Abstract: This study addresses the intra and inter-strip radiometric non-uniformity in UAV(Unmanned Aerial Vehicle) push-broom hyperspectral imagery through an adaptive radiometric correction model based on minimum spectral features. By constructing a black-box model to simulate imaging physics, pixel-wise nonlinear mapping functions referenced to the minimum spectral features is established, synergistically optimizing intra-image spectral consistency and inter-strip radiometric uniformity. Experiments demonstrate that the corrected imagery exhibits radiation intensity fluctuation amplitude reduced to within 5% of original data, with over 90% elimination rates for inter-strip banding artifacts and brightness gradient distortion. The absolute error of total phosphorus concentration inversion in water bodies derived from corrected data remains stably controlled within the 0. 05 mg/ L precision threshold.

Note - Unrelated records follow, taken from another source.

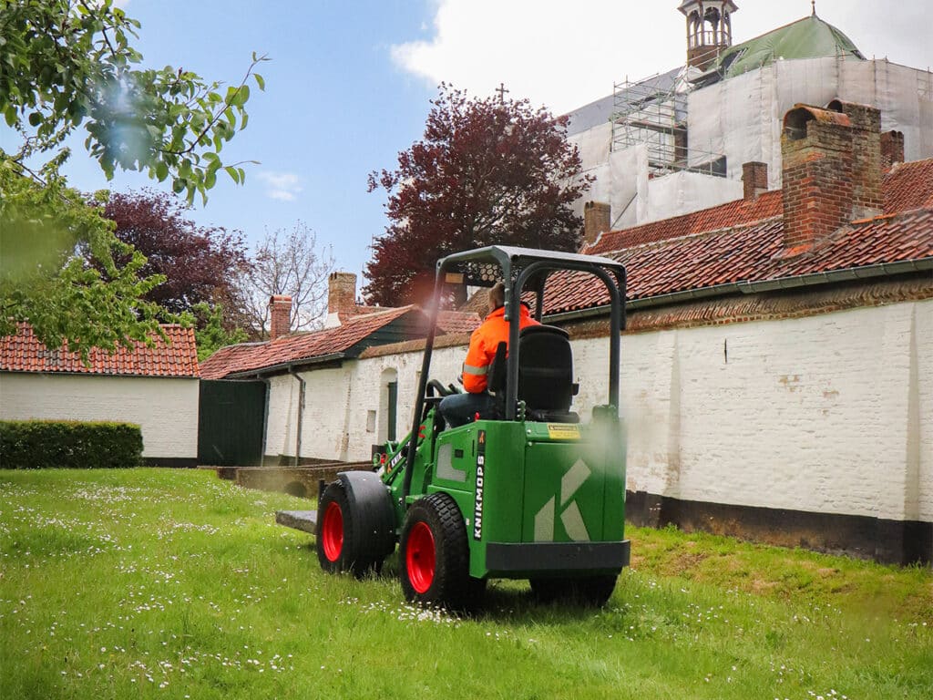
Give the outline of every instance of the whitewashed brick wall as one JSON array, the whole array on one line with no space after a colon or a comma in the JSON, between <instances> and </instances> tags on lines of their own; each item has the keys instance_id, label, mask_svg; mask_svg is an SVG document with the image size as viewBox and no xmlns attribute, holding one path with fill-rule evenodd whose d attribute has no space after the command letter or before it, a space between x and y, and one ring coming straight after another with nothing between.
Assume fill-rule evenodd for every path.
<instances>
[{"instance_id":1,"label":"whitewashed brick wall","mask_svg":"<svg viewBox=\"0 0 933 700\"><path fill-rule=\"evenodd\" d=\"M463 347L436 351L453 381ZM608 343L574 343L584 420L606 401ZM411 427L421 353L305 372L305 456L368 459L383 372ZM805 318L625 335L628 488L698 500L933 521L933 300ZM294 454L298 382L273 380L269 445ZM379 426L376 422L376 426ZM274 454L268 449L267 454Z\"/></svg>"},{"instance_id":2,"label":"whitewashed brick wall","mask_svg":"<svg viewBox=\"0 0 933 700\"><path fill-rule=\"evenodd\" d=\"M198 456L198 380L0 372L0 418L119 421L143 431L143 456Z\"/></svg>"}]
</instances>

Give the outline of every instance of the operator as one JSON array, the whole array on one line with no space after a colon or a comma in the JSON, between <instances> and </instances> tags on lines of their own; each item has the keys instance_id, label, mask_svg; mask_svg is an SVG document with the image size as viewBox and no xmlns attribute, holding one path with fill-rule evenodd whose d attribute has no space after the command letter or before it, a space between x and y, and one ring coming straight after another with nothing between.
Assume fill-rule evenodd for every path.
<instances>
[{"instance_id":1,"label":"operator","mask_svg":"<svg viewBox=\"0 0 933 700\"><path fill-rule=\"evenodd\" d=\"M464 363L466 394L452 394L440 401L440 414L448 427L457 427L469 423L477 413L489 416L494 408L493 397L486 391L486 373L495 357L495 349L503 341L508 343L508 321L506 320L506 287L501 282L489 290L489 315L469 339L469 350ZM518 304L519 329L538 326L531 317L524 301Z\"/></svg>"}]
</instances>

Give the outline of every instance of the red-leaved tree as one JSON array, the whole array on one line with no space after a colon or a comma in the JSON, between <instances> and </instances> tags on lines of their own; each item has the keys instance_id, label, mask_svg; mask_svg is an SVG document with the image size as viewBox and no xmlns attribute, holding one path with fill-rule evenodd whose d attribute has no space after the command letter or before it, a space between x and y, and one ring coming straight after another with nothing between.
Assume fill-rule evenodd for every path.
<instances>
[{"instance_id":1,"label":"red-leaved tree","mask_svg":"<svg viewBox=\"0 0 933 700\"><path fill-rule=\"evenodd\" d=\"M367 264L371 303L430 297L434 263L450 253L502 245L576 250L581 218L571 205L590 188L566 140L566 119L528 100L469 98L441 83L425 135L398 167L369 175L388 193L391 223Z\"/></svg>"},{"instance_id":2,"label":"red-leaved tree","mask_svg":"<svg viewBox=\"0 0 933 700\"><path fill-rule=\"evenodd\" d=\"M117 223L117 237L146 258L143 276L164 274L166 281L146 299L174 314L196 313L195 306L220 304L225 324L240 325L238 278L249 268L239 233L198 226L185 217L176 197L145 189L114 193L104 216Z\"/></svg>"}]
</instances>

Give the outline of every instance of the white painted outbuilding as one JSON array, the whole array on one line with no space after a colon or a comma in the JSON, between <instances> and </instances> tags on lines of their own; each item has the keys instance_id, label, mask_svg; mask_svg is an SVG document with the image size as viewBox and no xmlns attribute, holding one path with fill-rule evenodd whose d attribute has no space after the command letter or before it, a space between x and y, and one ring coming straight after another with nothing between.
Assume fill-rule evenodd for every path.
<instances>
[{"instance_id":1,"label":"white painted outbuilding","mask_svg":"<svg viewBox=\"0 0 933 700\"><path fill-rule=\"evenodd\" d=\"M49 351L21 326L0 340L0 419L117 421L140 426L143 459L193 467L198 455L198 356L194 331L164 329L170 343L137 343L114 355Z\"/></svg>"}]
</instances>

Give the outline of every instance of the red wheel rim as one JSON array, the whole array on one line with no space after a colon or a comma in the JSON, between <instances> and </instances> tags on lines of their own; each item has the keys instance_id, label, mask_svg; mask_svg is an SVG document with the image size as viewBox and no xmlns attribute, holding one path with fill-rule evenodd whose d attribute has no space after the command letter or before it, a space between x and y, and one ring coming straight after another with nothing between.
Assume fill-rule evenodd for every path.
<instances>
[{"instance_id":1,"label":"red wheel rim","mask_svg":"<svg viewBox=\"0 0 933 700\"><path fill-rule=\"evenodd\" d=\"M405 552L405 567L415 593L426 593L431 587L434 564L434 534L426 523L415 523Z\"/></svg>"},{"instance_id":2,"label":"red wheel rim","mask_svg":"<svg viewBox=\"0 0 933 700\"><path fill-rule=\"evenodd\" d=\"M324 522L321 524L321 544L324 546L324 555L327 561L336 562L341 557L343 549L343 511L335 501L327 504L324 511Z\"/></svg>"}]
</instances>

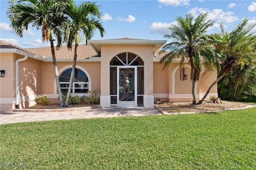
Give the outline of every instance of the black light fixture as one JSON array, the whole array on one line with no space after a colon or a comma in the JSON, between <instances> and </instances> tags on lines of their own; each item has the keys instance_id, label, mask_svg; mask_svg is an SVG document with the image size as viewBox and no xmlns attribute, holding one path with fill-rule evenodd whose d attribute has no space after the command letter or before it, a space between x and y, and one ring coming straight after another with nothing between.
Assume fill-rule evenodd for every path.
<instances>
[{"instance_id":1,"label":"black light fixture","mask_svg":"<svg viewBox=\"0 0 256 170\"><path fill-rule=\"evenodd\" d=\"M184 74L184 75L183 75L183 78L184 78L184 80L187 79L187 75L186 75L186 74Z\"/></svg>"},{"instance_id":2,"label":"black light fixture","mask_svg":"<svg viewBox=\"0 0 256 170\"><path fill-rule=\"evenodd\" d=\"M0 73L1 73L1 77L4 77L4 70L0 70Z\"/></svg>"}]
</instances>

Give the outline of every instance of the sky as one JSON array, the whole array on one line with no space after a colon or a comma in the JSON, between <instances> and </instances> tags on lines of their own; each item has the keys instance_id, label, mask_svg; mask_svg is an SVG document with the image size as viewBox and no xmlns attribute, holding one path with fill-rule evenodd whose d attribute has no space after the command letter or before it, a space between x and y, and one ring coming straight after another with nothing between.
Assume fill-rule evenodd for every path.
<instances>
[{"instance_id":1,"label":"sky","mask_svg":"<svg viewBox=\"0 0 256 170\"><path fill-rule=\"evenodd\" d=\"M208 34L220 32L222 22L228 32L234 30L245 17L249 20L249 23L256 22L255 0L92 1L96 2L96 4L101 6L101 22L106 30L103 38L96 32L92 38L94 40L126 38L170 42L171 40L163 37L171 34L168 28L176 24L177 17L185 18L189 13L196 18L201 13L207 12L207 20L216 21L214 26L208 30ZM22 38L13 32L6 14L8 2L0 0L0 39L24 48L50 46L49 42L42 43L41 31L35 28L29 28ZM76 3L80 2L76 1ZM85 41L80 43L85 44Z\"/></svg>"}]
</instances>

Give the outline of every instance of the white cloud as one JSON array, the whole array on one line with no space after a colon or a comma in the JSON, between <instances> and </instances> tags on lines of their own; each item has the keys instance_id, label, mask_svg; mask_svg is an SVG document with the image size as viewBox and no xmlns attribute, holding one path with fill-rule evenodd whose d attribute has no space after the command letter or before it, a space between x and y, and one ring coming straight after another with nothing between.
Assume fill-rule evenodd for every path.
<instances>
[{"instance_id":1,"label":"white cloud","mask_svg":"<svg viewBox=\"0 0 256 170\"><path fill-rule=\"evenodd\" d=\"M0 22L0 30L3 31L12 31L12 30L9 26L9 24L6 22Z\"/></svg>"},{"instance_id":2,"label":"white cloud","mask_svg":"<svg viewBox=\"0 0 256 170\"><path fill-rule=\"evenodd\" d=\"M128 16L128 18L125 19L124 20L125 21L128 21L129 22L132 22L136 20L136 19L135 18L135 17L132 15L129 15Z\"/></svg>"},{"instance_id":3,"label":"white cloud","mask_svg":"<svg viewBox=\"0 0 256 170\"><path fill-rule=\"evenodd\" d=\"M225 12L221 9L214 9L210 10L208 8L196 7L190 10L189 12L192 13L195 17L197 17L200 13L208 13L208 20L217 20L218 22L223 21L224 22L231 23L238 20L237 16L233 15L234 12Z\"/></svg>"},{"instance_id":4,"label":"white cloud","mask_svg":"<svg viewBox=\"0 0 256 170\"><path fill-rule=\"evenodd\" d=\"M40 39L38 38L36 40L33 40L33 42L37 43L42 43L42 41L41 41Z\"/></svg>"},{"instance_id":5,"label":"white cloud","mask_svg":"<svg viewBox=\"0 0 256 170\"><path fill-rule=\"evenodd\" d=\"M3 31L12 32L12 29L10 27L10 24L6 22L0 23L0 30ZM23 33L30 36L36 36L36 34L32 32L31 29L28 29L27 31L23 32Z\"/></svg>"},{"instance_id":6,"label":"white cloud","mask_svg":"<svg viewBox=\"0 0 256 170\"><path fill-rule=\"evenodd\" d=\"M104 14L102 16L102 19L103 21L106 21L107 20L112 20L112 17L108 14Z\"/></svg>"},{"instance_id":7,"label":"white cloud","mask_svg":"<svg viewBox=\"0 0 256 170\"><path fill-rule=\"evenodd\" d=\"M189 5L190 0L158 0L158 2L164 5L174 6Z\"/></svg>"},{"instance_id":8,"label":"white cloud","mask_svg":"<svg viewBox=\"0 0 256 170\"><path fill-rule=\"evenodd\" d=\"M170 31L168 29L172 25L175 25L176 21L170 23L162 23L161 22L154 22L149 27L149 30L151 33L159 34L170 34Z\"/></svg>"},{"instance_id":9,"label":"white cloud","mask_svg":"<svg viewBox=\"0 0 256 170\"><path fill-rule=\"evenodd\" d=\"M30 29L28 29L27 31L23 32L23 33L24 34L28 35L29 36L36 36L36 34L34 32L32 32L32 30Z\"/></svg>"},{"instance_id":10,"label":"white cloud","mask_svg":"<svg viewBox=\"0 0 256 170\"><path fill-rule=\"evenodd\" d=\"M236 6L236 4L235 3L230 2L229 3L229 5L228 6L228 8L232 8L234 6Z\"/></svg>"},{"instance_id":11,"label":"white cloud","mask_svg":"<svg viewBox=\"0 0 256 170\"><path fill-rule=\"evenodd\" d=\"M252 4L248 6L248 10L250 12L256 11L256 2L252 2Z\"/></svg>"},{"instance_id":12,"label":"white cloud","mask_svg":"<svg viewBox=\"0 0 256 170\"><path fill-rule=\"evenodd\" d=\"M18 46L20 45L20 43L16 39L13 38L0 38L0 40Z\"/></svg>"}]
</instances>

The proposed model enhances multi-strip radiometric correction efficiency by establishing nonlinear relationships between spectral radiation characteristics and sensor response, significantly improving engineering applicability for quantitative inversion of push-broom hyperspectral data and providing a reliable radiometric reference for regional-scale hyperspectral remote sensing monitoring. 

Key words: hyperspectral, radiometric correction algorithms, push-broom sensors, unmanned aerial vehicle (UAV)